Of Bitcoin and Salmon 🐟🐟🐟
El Salvador adopted Bitcoin as legal tender in September 2021. This transformational crypto landmark is a world’s first and has since propelled many exciting projects such as using volcanic energy to mine bitcoin and the selling of bitcoin-backed bonds through blockchain infrastructure.
McDonald’s and Starbucks in the country have started to accept Bitcoin from phones, while the government is rolling out a network of 200 Chivo ATMs to help introduce consumers to Bitcoin.
Accordingly, the government claims that the adoption of Bitcoin will increase the affordability of services, widen payment options and increase financial innovation. And if successful, this could prove to be a significant boost for the lower-income economy and lessen their poverty.
If you are not already familiar, currently, not all 21 million Bitcoin have been mined yet. But as we slowly increase the supply until no more new bitcoin is available, demand and adoption will determine the price of bitcoin.
Let’s look at a common commodity that has an almost infinite supply, the Salmon. This fish can be farmed or sourced, thus the supply is not fixed. However, Bitcoin has a perfect inelastic supply that is capped strictly to 21 million. As demand for Bitcoin increases, its value increases. The finiteness of the currency prevents inflation, thus helping lessen global poverty.
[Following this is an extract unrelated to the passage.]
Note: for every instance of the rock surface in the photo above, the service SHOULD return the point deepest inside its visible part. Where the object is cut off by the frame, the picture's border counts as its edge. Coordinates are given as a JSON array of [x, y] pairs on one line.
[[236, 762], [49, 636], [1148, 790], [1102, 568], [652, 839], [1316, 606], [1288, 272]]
What’s more, Bitcoin operates outside of the current financial system. It has no central authority and thus, people cannot be discriminated against in using the currency. Bitcoin is also very safe and hard to steal and that will further limit corrupt governments from taking foreign aid for themselves especially in developing countries that lack financial stability.
The fact that bitcoin supply remains immutable will most likely have a positive effect on the rising of the purchasing power of Bitcoin and thereby alleviate global poverty.